Use of Hearsay Evidence in Military Commissions

by Roger Alford

The New York Times is reporting that under the proposed changes to the military commissions, hearsay evidence may be admitted in criminal prosecution of detainees. It seems the article paints a picture of this being a problem under Hamdan. Here is an excerpt from the article:

Legislation drafted by the Bush administration setting out new rules on bringing terror detainees to trial would allow hearsay evidence to be introduced unless it was deemed “unreliable” and would permit defendants to be excluded from their own trials if necessary to protect national security…. The draft measure describes court-martial procedure as “not practicable in trying enemy combatants” because doing so would “require the government to share classified information” and would exclude “hearsay evidence determined to be probative and reliable…. Nor does the bill adhere to the military’s rules for the admissibility of evidence and witnesses at trial statements because “the United States cannot safely require members of the armed forces to gather evidence on the battlefield as though they were police officers,” the proposal says. The draft bill specifies that no matter how it is gathered, evidence “shall be admissible if the military judge” determines it has “probative value.” Hearsay statements, meaning something a witness has heard but does not know to be true, would be allowed “at the discretion of the judge unless the circumstances render it unreliable or lacking in probative value.”

I’m not convinced that allowing hearsay evidence as part of the proposed changes to the military commission’s evidentiary rules would be a particular problem, either under Supreme Court precedent or based on the evidentiary practices of international criminal tribunals.

The Supreme Court in Hamdi v. Rumsfeld has previously indicated that hearsay evidence may be permissible in cases involving enemy combatants:

“[T]he exigencies of the circumstances may demand that, aside from these core elements, enemy combatant proceedings may be tailored to alleviate their uncommon potential to burden the Executive at a time of ongoing military conflict.

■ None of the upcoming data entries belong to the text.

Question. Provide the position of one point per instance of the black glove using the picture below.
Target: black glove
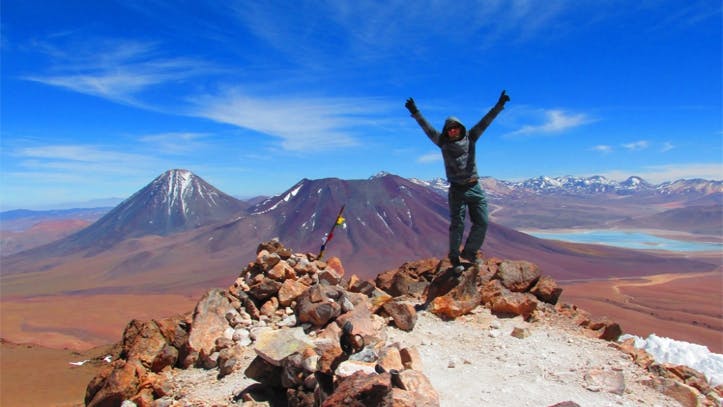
(411, 106)
(503, 98)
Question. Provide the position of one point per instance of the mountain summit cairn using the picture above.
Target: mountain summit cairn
(293, 331)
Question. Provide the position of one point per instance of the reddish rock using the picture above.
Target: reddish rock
(686, 395)
(514, 304)
(264, 289)
(289, 291)
(334, 263)
(229, 360)
(391, 358)
(403, 314)
(270, 307)
(209, 321)
(518, 276)
(460, 299)
(143, 341)
(411, 359)
(362, 389)
(691, 377)
(412, 278)
(329, 276)
(378, 298)
(356, 285)
(120, 384)
(366, 324)
(546, 290)
(491, 290)
(281, 271)
(318, 305)
(639, 356)
(606, 329)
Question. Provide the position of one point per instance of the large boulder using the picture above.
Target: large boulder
(362, 389)
(514, 304)
(546, 290)
(412, 278)
(462, 298)
(209, 323)
(319, 304)
(517, 276)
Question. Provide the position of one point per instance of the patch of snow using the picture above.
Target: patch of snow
(698, 357)
(385, 222)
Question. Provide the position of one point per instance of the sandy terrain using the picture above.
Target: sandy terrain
(474, 361)
(685, 307)
(82, 322)
(36, 376)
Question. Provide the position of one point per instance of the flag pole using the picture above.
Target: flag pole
(330, 235)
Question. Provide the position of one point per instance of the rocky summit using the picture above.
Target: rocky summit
(293, 330)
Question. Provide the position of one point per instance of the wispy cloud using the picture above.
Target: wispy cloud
(117, 70)
(80, 160)
(667, 146)
(430, 158)
(302, 124)
(175, 142)
(602, 148)
(552, 121)
(636, 145)
(366, 31)
(671, 172)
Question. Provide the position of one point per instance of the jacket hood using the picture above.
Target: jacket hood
(453, 120)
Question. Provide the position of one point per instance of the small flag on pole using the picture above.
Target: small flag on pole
(327, 238)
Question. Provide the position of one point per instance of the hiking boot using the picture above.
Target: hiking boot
(472, 258)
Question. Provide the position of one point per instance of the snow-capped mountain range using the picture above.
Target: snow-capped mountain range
(585, 185)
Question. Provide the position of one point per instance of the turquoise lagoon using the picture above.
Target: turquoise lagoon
(627, 239)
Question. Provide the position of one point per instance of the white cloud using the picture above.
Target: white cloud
(301, 124)
(602, 148)
(113, 70)
(430, 158)
(636, 145)
(175, 142)
(667, 146)
(553, 121)
(79, 161)
(670, 172)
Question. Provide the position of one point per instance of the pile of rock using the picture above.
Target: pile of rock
(317, 341)
(507, 287)
(320, 339)
(682, 383)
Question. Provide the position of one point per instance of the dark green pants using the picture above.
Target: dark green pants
(460, 200)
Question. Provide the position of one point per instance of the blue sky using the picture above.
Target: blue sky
(100, 97)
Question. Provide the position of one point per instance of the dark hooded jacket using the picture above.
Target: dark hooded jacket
(460, 155)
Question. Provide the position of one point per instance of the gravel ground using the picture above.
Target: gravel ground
(474, 361)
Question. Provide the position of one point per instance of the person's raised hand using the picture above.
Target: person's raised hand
(504, 98)
(411, 106)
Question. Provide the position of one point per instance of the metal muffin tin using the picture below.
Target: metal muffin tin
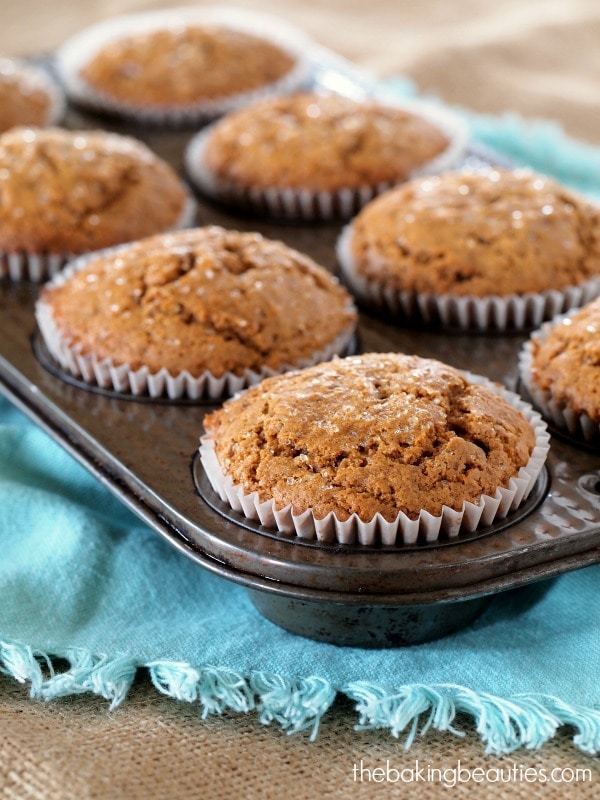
(145, 452)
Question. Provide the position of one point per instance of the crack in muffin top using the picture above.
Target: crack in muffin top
(202, 299)
(372, 433)
(73, 191)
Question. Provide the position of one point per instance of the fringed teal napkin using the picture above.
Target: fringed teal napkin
(84, 582)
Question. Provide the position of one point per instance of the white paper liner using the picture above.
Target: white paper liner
(38, 78)
(310, 204)
(403, 530)
(38, 267)
(469, 313)
(580, 425)
(119, 377)
(72, 57)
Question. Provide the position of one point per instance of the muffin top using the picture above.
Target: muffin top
(201, 299)
(567, 362)
(397, 433)
(69, 192)
(182, 65)
(24, 98)
(320, 142)
(478, 233)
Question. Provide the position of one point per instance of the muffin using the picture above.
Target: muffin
(194, 314)
(404, 448)
(65, 192)
(28, 96)
(311, 155)
(180, 67)
(560, 367)
(488, 250)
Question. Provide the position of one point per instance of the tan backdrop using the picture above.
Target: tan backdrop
(540, 57)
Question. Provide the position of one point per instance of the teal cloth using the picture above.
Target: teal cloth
(89, 595)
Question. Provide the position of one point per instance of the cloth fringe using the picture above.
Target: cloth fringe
(503, 724)
(540, 144)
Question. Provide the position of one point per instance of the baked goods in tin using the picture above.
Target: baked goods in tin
(196, 313)
(560, 367)
(313, 155)
(180, 66)
(69, 192)
(493, 249)
(379, 447)
(28, 96)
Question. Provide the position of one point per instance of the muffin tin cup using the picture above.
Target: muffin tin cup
(403, 530)
(308, 204)
(493, 313)
(77, 52)
(39, 267)
(106, 373)
(579, 425)
(36, 78)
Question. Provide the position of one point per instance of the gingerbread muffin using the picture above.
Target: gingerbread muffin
(560, 367)
(491, 250)
(28, 96)
(69, 192)
(404, 447)
(196, 313)
(313, 155)
(183, 66)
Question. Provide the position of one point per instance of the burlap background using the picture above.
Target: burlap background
(540, 58)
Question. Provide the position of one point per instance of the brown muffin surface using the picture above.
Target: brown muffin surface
(70, 192)
(320, 142)
(373, 433)
(470, 233)
(23, 101)
(201, 299)
(189, 64)
(567, 362)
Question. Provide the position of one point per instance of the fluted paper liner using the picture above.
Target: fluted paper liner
(78, 50)
(580, 425)
(120, 377)
(513, 312)
(310, 204)
(38, 267)
(403, 530)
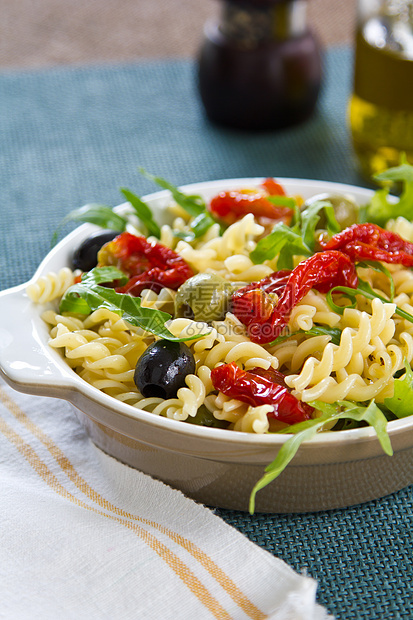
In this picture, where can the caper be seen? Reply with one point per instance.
(204, 297)
(345, 209)
(204, 417)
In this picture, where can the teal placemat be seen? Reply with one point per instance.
(75, 135)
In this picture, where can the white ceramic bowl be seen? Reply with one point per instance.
(214, 466)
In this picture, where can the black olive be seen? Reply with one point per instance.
(85, 257)
(162, 368)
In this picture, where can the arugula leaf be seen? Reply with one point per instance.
(380, 268)
(143, 212)
(380, 208)
(88, 296)
(101, 215)
(310, 218)
(305, 431)
(298, 240)
(194, 205)
(268, 247)
(401, 402)
(282, 201)
(365, 289)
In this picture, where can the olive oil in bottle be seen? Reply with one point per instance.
(381, 107)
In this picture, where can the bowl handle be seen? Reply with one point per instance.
(26, 361)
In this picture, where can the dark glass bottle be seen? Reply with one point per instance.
(260, 65)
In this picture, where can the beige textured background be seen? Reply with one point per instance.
(42, 33)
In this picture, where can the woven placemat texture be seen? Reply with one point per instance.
(76, 135)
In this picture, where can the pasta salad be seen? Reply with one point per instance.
(256, 311)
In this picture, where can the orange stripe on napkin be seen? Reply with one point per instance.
(221, 577)
(177, 565)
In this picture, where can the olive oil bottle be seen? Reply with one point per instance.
(381, 107)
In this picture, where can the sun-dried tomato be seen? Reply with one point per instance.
(322, 271)
(233, 205)
(261, 387)
(370, 242)
(148, 265)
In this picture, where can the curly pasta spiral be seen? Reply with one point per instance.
(50, 287)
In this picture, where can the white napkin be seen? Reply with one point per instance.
(83, 536)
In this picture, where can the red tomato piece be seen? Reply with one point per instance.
(322, 271)
(148, 265)
(370, 242)
(261, 387)
(233, 205)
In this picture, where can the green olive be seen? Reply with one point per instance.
(204, 297)
(345, 209)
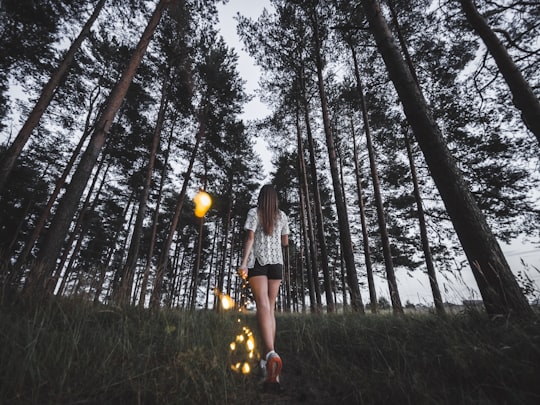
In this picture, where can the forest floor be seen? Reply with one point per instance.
(72, 352)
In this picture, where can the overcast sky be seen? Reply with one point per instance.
(415, 289)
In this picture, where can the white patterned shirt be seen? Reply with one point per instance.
(266, 248)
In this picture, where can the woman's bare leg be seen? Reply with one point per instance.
(265, 292)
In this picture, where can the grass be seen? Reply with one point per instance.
(71, 352)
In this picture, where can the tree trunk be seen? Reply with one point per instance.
(321, 236)
(497, 284)
(163, 262)
(23, 257)
(150, 253)
(522, 94)
(305, 207)
(68, 205)
(437, 298)
(123, 295)
(385, 240)
(344, 228)
(10, 156)
(365, 235)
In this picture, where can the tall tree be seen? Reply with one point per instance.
(523, 95)
(498, 286)
(344, 228)
(9, 157)
(62, 219)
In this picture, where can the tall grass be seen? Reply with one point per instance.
(71, 352)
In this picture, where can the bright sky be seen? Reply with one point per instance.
(414, 289)
(249, 72)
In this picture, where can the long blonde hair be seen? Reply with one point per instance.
(267, 208)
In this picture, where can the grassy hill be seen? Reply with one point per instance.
(72, 352)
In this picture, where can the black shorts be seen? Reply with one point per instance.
(272, 271)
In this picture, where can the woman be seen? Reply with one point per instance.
(267, 231)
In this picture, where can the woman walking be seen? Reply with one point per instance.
(267, 231)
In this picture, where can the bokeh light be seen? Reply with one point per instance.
(203, 202)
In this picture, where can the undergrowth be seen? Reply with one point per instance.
(72, 352)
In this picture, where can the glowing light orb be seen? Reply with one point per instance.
(243, 352)
(203, 202)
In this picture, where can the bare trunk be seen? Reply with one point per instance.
(498, 286)
(68, 205)
(126, 282)
(23, 257)
(163, 262)
(13, 152)
(437, 298)
(307, 223)
(523, 95)
(365, 235)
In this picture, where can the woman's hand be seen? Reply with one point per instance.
(242, 271)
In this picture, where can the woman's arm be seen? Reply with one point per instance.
(250, 237)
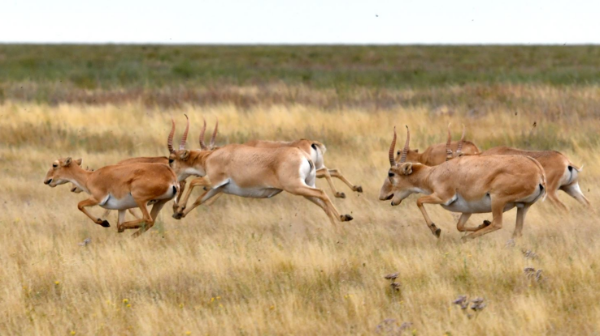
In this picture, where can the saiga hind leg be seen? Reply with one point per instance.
(430, 199)
(200, 181)
(89, 203)
(337, 174)
(324, 173)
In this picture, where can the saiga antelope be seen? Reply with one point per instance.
(149, 159)
(440, 153)
(248, 172)
(315, 150)
(467, 184)
(119, 187)
(560, 172)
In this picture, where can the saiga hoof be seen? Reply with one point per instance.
(486, 223)
(437, 232)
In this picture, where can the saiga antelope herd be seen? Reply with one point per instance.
(455, 175)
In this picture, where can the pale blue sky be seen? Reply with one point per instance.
(300, 22)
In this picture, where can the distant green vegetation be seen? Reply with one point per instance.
(351, 75)
(119, 66)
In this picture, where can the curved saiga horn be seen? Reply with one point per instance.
(406, 146)
(202, 144)
(460, 143)
(170, 138)
(448, 143)
(184, 137)
(392, 147)
(212, 139)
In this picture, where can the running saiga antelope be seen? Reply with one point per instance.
(119, 187)
(560, 172)
(248, 172)
(440, 153)
(468, 184)
(315, 150)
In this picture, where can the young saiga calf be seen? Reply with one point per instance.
(119, 187)
(468, 184)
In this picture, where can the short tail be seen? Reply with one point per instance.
(543, 182)
(176, 189)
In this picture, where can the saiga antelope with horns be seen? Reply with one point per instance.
(119, 187)
(468, 184)
(248, 172)
(440, 153)
(560, 172)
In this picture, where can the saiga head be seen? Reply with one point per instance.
(397, 186)
(61, 171)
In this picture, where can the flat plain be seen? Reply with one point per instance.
(277, 266)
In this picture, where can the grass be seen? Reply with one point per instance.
(276, 266)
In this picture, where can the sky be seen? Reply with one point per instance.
(300, 22)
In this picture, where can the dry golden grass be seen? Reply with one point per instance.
(277, 266)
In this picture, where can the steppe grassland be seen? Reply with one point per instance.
(277, 266)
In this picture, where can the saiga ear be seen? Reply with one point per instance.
(184, 156)
(406, 168)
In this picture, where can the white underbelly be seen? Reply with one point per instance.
(256, 192)
(127, 202)
(113, 203)
(483, 205)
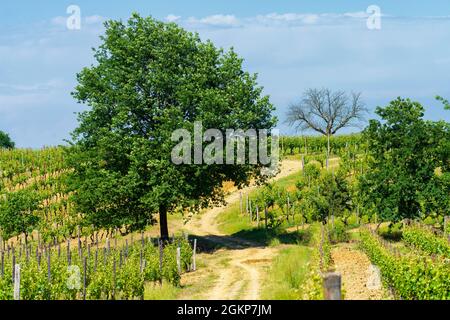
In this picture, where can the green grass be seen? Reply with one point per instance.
(288, 272)
(154, 291)
(231, 221)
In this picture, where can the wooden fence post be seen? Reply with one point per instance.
(84, 277)
(446, 227)
(332, 286)
(257, 215)
(194, 253)
(179, 260)
(265, 216)
(161, 252)
(16, 281)
(240, 202)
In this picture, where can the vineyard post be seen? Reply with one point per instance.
(141, 265)
(246, 205)
(16, 281)
(240, 202)
(160, 259)
(13, 264)
(49, 265)
(357, 213)
(265, 216)
(287, 209)
(68, 253)
(84, 277)
(79, 241)
(446, 220)
(332, 286)
(257, 215)
(303, 164)
(114, 279)
(96, 260)
(194, 266)
(179, 259)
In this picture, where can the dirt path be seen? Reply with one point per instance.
(355, 268)
(239, 278)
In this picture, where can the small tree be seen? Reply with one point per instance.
(5, 141)
(326, 112)
(17, 213)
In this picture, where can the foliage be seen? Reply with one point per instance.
(5, 141)
(405, 152)
(426, 240)
(412, 277)
(152, 78)
(17, 213)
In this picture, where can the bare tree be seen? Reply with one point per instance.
(326, 112)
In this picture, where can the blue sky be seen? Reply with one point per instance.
(292, 44)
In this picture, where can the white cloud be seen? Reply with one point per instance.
(217, 20)
(95, 19)
(287, 18)
(59, 21)
(358, 15)
(172, 18)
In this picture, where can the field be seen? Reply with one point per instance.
(269, 242)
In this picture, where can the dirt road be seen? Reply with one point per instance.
(238, 267)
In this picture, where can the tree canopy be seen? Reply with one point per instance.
(407, 158)
(5, 141)
(151, 78)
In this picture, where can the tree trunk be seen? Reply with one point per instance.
(163, 223)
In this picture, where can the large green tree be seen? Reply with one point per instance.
(5, 141)
(151, 78)
(406, 157)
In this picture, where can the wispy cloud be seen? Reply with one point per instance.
(217, 20)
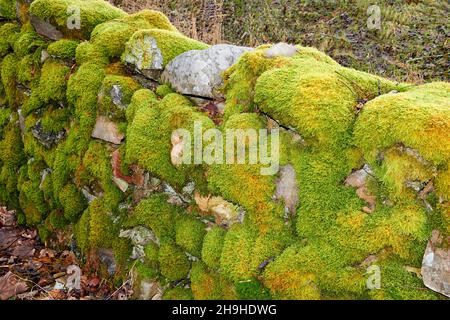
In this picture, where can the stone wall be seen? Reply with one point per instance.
(91, 100)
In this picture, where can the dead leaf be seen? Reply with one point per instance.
(11, 285)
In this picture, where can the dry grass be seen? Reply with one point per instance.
(412, 44)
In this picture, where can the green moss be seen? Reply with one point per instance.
(210, 285)
(57, 219)
(8, 9)
(178, 293)
(55, 119)
(236, 263)
(316, 98)
(256, 191)
(149, 138)
(113, 108)
(418, 118)
(143, 98)
(52, 84)
(156, 214)
(399, 284)
(163, 90)
(86, 52)
(8, 35)
(173, 262)
(212, 247)
(252, 290)
(9, 80)
(28, 41)
(29, 70)
(61, 12)
(11, 159)
(189, 234)
(169, 43)
(95, 229)
(72, 201)
(111, 36)
(63, 49)
(96, 166)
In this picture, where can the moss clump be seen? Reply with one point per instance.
(95, 171)
(418, 118)
(8, 35)
(236, 264)
(115, 95)
(189, 234)
(96, 229)
(212, 247)
(178, 293)
(252, 290)
(8, 9)
(163, 90)
(8, 74)
(141, 52)
(149, 138)
(111, 36)
(256, 191)
(143, 98)
(52, 84)
(12, 158)
(86, 52)
(61, 13)
(28, 41)
(210, 285)
(72, 201)
(173, 262)
(158, 215)
(318, 99)
(63, 49)
(28, 72)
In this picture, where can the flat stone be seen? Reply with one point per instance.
(45, 29)
(436, 265)
(107, 130)
(287, 188)
(199, 72)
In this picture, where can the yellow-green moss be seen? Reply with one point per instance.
(189, 234)
(158, 215)
(170, 44)
(210, 285)
(111, 36)
(173, 262)
(143, 98)
(8, 9)
(72, 201)
(63, 49)
(178, 293)
(149, 137)
(126, 85)
(60, 12)
(8, 35)
(212, 247)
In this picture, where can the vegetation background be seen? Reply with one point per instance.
(412, 44)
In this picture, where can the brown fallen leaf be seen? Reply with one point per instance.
(11, 285)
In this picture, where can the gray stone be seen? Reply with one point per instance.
(106, 256)
(199, 72)
(107, 130)
(146, 57)
(281, 50)
(436, 265)
(287, 188)
(47, 139)
(45, 29)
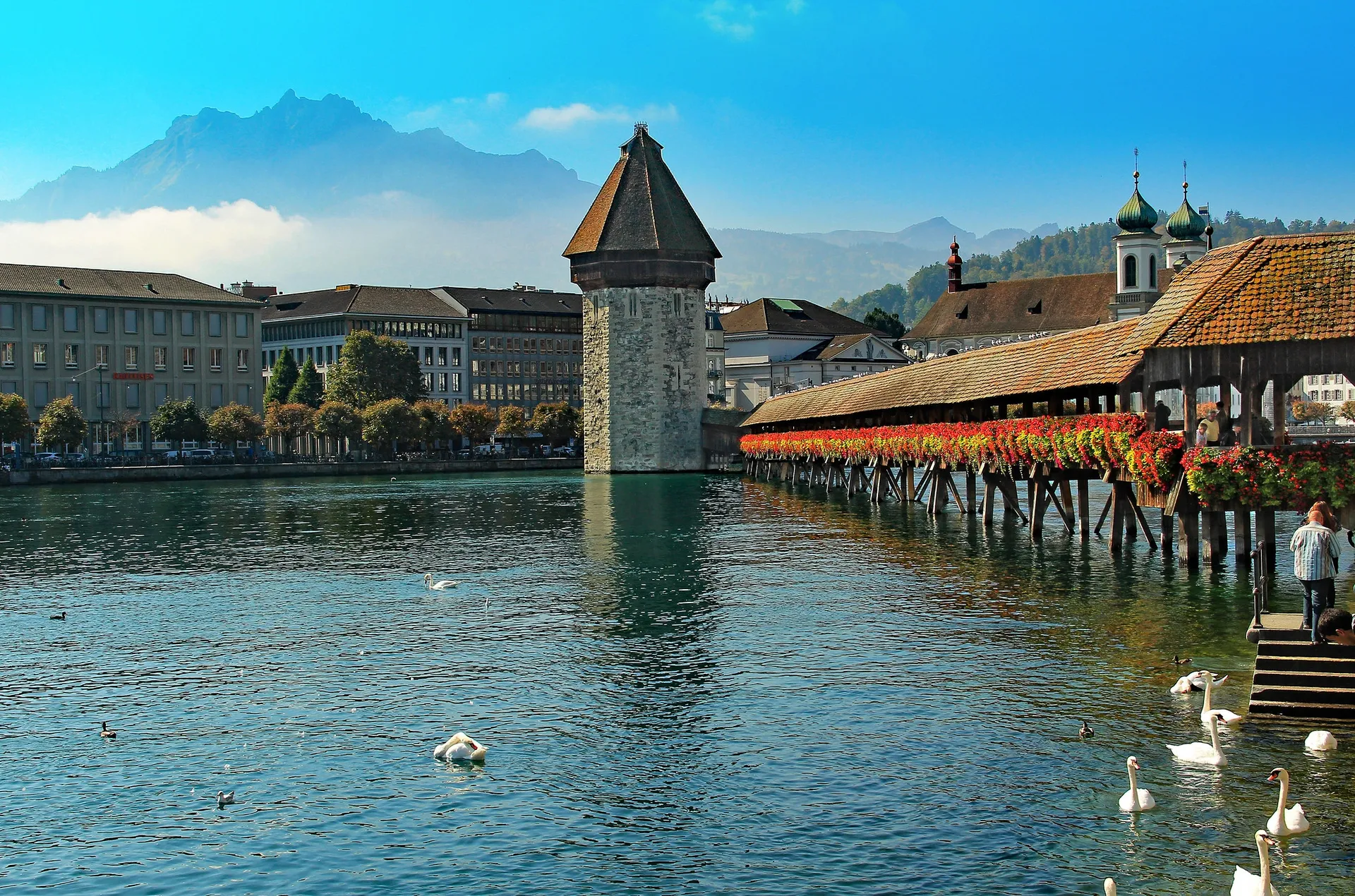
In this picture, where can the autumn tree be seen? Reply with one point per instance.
(235, 423)
(558, 422)
(178, 422)
(476, 422)
(374, 369)
(339, 420)
(61, 425)
(309, 388)
(434, 422)
(282, 379)
(289, 422)
(390, 422)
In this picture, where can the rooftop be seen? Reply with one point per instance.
(88, 282)
(793, 316)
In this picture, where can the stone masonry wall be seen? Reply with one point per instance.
(644, 380)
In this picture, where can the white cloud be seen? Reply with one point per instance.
(565, 117)
(388, 239)
(739, 19)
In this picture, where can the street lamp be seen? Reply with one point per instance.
(98, 399)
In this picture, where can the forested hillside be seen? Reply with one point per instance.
(1085, 250)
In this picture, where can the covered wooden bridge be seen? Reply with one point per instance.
(1253, 316)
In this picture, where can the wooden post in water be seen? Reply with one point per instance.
(1243, 535)
(1084, 522)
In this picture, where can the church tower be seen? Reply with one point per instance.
(1137, 253)
(644, 260)
(1186, 226)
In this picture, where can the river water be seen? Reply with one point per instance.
(687, 685)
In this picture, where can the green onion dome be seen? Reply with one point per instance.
(1137, 216)
(1186, 224)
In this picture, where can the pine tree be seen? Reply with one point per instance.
(282, 379)
(309, 389)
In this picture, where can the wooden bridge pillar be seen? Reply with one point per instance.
(1215, 533)
(1241, 535)
(1187, 523)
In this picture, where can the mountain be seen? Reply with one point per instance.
(311, 157)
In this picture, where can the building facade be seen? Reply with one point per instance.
(122, 344)
(774, 346)
(643, 259)
(526, 346)
(315, 325)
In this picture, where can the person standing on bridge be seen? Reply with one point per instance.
(1316, 556)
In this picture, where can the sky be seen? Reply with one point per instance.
(782, 114)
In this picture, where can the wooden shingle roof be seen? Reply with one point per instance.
(1087, 357)
(642, 207)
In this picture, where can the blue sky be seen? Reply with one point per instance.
(786, 114)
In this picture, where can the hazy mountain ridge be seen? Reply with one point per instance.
(306, 156)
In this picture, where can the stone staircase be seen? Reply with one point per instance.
(1299, 678)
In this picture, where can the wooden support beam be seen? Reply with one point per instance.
(1187, 526)
(1241, 535)
(1084, 522)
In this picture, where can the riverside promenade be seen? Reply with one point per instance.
(169, 473)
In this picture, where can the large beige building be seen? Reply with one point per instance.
(122, 344)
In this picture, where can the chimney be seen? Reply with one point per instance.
(954, 265)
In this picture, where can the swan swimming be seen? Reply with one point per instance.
(1225, 716)
(1320, 741)
(1194, 682)
(1203, 754)
(459, 746)
(1136, 799)
(1248, 884)
(1287, 822)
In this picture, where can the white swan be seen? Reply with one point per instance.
(1136, 799)
(1194, 682)
(1248, 884)
(1287, 822)
(1200, 753)
(459, 746)
(1320, 741)
(1225, 716)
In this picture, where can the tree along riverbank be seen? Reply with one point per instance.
(76, 476)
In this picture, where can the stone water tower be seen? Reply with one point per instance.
(644, 260)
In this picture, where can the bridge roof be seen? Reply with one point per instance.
(1085, 357)
(1294, 288)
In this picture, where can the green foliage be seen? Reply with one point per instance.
(282, 379)
(434, 422)
(390, 422)
(309, 388)
(373, 369)
(889, 323)
(474, 422)
(61, 425)
(14, 418)
(512, 422)
(178, 422)
(235, 423)
(338, 420)
(289, 422)
(558, 422)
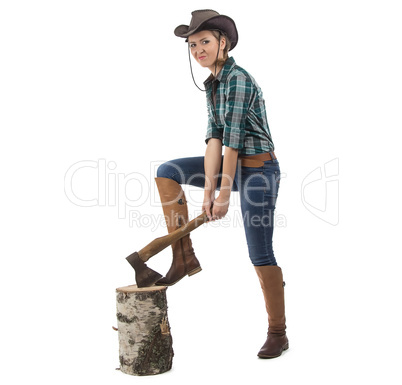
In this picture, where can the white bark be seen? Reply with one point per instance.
(145, 343)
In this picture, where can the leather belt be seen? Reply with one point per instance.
(256, 160)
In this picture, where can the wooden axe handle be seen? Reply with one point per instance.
(161, 243)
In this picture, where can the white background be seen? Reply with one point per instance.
(107, 81)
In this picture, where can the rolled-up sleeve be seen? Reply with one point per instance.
(237, 104)
(213, 131)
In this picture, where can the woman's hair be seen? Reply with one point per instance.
(227, 46)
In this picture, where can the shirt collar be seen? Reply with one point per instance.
(223, 73)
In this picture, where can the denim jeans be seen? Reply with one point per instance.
(258, 188)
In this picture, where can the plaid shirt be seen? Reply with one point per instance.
(239, 118)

Hearsay, for example, may need to be accepted as the most reliable available evidence from the Government in such a proceeding. Likewise, the Constitution would not be offended by a presumption in favor of the Government’s evidence, so long as that presumption remained a rebuttable one and fair opportunity for rebuttal were provided.”

As for international criminal tribunals, it appears that hearsay evidence is commonly admitted. Here is how Professor David Weissbrodt put it in a recent article (published at 15 Minn. J. Int’l L. 43 (2006)) on the subject of hearsay evidence before international criminal tribunals:

International courts usually admit hearsay evidence. The hearsay rule is characteristic of common law systems. In civil law systems, where there is no jury and the judge conducts the fact-finding process, out-of-court statements are usually admitted when relevant. International criminal courts have borrowed their rules of evidence from both common law and civil law systems, but usually favor admissibility of all evidence. The ICTY, for example, has admitted hearsay evidence on the theory that the ICTY’s professional judges will, unlike a lay jury, be able to assess and discount the irrelevant evidence. In trials before the ICTY, testimony containing hearsay is admissible, provided that the evidence is probative and relevant. Similarly, the ICTR has admitted testimony of a witness describing an out-of-court statement of an alleged perpetrator. The Rules of Procedure for the ICC are not very clear on the admissibility of hearsay, and consequently, judges are given wide discretion in admitting any relevant evidence. The ICC’s Rules are largely modeled after the Rules of Evidence of the ICTY and the ICTR, and the ICC’s Rules do not include a rule forbidding admissibility of hearsay evidence. Similarly, the European Court of Human Rights admits any kind of evidence without restriction.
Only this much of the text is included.